Figure 9 demonstrates that the SHOA exhibits fast convergence speed and a short final path length during the iteration process, highlighting both its high efficiency and the superior quality of its solutions. The ACO algorithm achieves rapid convergence in small-scale problems, but it does not perform as well as the SHOA in large-scale problems. The GA, HPSO, and SA algorithms exhibit suboptimal performance in both convergence speed and final path length. The optimal path diagrams presented in
Figure 10 further illustrate the advantages of the SHOA.
In conclusion, the SHOA demonstrates strong performance in the CMSRPPP, showing significant advantages in solution efficiency, accuracy, and stability, and maintaining stable performance when dealing with problems of different scales.

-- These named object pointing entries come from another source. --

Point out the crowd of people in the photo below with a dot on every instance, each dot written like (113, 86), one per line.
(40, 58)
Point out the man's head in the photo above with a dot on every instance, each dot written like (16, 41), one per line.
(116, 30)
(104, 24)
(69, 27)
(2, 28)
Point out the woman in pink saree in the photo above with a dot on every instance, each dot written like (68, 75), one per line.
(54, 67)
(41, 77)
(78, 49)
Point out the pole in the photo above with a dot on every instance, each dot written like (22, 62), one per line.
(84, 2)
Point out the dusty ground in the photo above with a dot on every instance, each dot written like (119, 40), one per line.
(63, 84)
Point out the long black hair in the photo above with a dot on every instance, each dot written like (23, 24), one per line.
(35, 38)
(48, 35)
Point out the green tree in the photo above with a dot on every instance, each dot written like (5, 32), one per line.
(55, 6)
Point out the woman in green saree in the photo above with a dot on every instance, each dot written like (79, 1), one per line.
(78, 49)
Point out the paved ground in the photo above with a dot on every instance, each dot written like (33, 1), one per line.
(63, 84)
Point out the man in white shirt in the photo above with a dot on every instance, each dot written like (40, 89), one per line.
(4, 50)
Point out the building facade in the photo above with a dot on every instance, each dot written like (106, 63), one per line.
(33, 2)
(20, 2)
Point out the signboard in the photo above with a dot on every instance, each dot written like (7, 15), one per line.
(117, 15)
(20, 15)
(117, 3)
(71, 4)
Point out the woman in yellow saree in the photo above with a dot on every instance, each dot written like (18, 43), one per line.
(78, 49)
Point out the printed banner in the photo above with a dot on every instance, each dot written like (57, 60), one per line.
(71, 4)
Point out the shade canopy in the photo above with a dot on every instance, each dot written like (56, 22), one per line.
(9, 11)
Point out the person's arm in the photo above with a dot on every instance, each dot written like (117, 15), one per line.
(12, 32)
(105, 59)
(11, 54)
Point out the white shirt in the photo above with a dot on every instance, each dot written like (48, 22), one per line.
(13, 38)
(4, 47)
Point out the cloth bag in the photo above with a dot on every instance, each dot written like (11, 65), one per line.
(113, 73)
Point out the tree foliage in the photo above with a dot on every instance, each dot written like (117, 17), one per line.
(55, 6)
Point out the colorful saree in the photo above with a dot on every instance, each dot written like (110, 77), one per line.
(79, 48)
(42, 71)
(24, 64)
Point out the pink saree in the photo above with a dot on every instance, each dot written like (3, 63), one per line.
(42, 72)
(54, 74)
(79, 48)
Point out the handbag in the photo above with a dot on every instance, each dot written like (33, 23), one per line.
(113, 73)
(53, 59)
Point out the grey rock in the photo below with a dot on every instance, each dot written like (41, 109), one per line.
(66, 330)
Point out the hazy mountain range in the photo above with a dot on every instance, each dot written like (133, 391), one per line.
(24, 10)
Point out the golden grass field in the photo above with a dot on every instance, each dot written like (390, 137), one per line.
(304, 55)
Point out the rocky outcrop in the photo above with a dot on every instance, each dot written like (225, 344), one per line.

Integrated above, for simple cases (such as 10 customers in CVRP or 20 supply points in the CMSRPPP), the SHOA and benchmark algorithms generate comparable optimal solutions, though the SHOA demonstrates superior stability. As problem complexity increases, the SHOA maintains leading optimality and robustness. While ACO performs well in small/medium problems, its Best Mean value gap widens significantly in large-scale scenarios. The GA and HPSO show high standard deviations and observable redundant loops in path visualizations. Although the SA occasionally matches SHOA’s optimal solutions, its stability deteriorates markedly. Take large-scale scenarios (e.g., 100 customers in the CVRP and 120 supply points in the CMSRPPP) as an example, the SHOA demonstrated statistically significant improvements over standalone algorithms, reducing average path lengths by 3.2–52.0% and optimal path lengths by 1.5–49.1%, with all cases showing statistical significance (Wilcoxon test p < 0.05). This performance advantage was consistently observed across all test scenarios, confirming the SHOA’s superior optimization capability.
5. Conclusions
This paper introduces a novel synergistic hybrid optimization algorithm that integrates ACO, CW, and GA to solve the capacitated multi-ship replenishment path planning problem. The study utilizes ACO and CW to generate high-quality initial solutions. Subsequently, the optimal solutions obtained by ACO and the CW, combined with some random solutions to construct the initial population of the GA. This strategy not only enriches the diversity of the population but also provides a broader search space for the genetic algorithm. During the iterative process of the GA, an evolution reverse operation is embedded for local optimization, thereby improving the solution’s quality.
To validate the algorithm’s efficacy, extensive experiments were conducted on both the capacitated vehicle routing problems (CVRP) and CMSRPPP instances. Take large-scale scenarios (e.g., 100 customers in the CVRP and 120 supply points in the CMSRPPP) as an example, the SHOA achieved 3.2–52.0% shorter average path lengths and 1.5–49.1% shorter best path lengths compared to standalone algorithms (ACO, GA, HPSO, SA), with statistically significant improvements (Wilcoxon p < 0.05 in 100% of cases). Notably, the SHOA exhibited superior stability, evidenced by minimal standard deviations. The outcomes demonstrate that the algorithm offers substantial advantages over other methods in path planning problem, highlighting its strong potential for practical applications
Nevertheless, there are certain limitations to this research. The study is primarily centered on single-objective static risk issues and does not adequately account for more intricate real-world elements, including multi-item restocking, fluctuations in environmental conditions, and unpredictable demand patterns. Future research should investigate the application potential of the SHOA in multi-objective optimization with varying risk factors to adapt to dynamically changing environments and demands.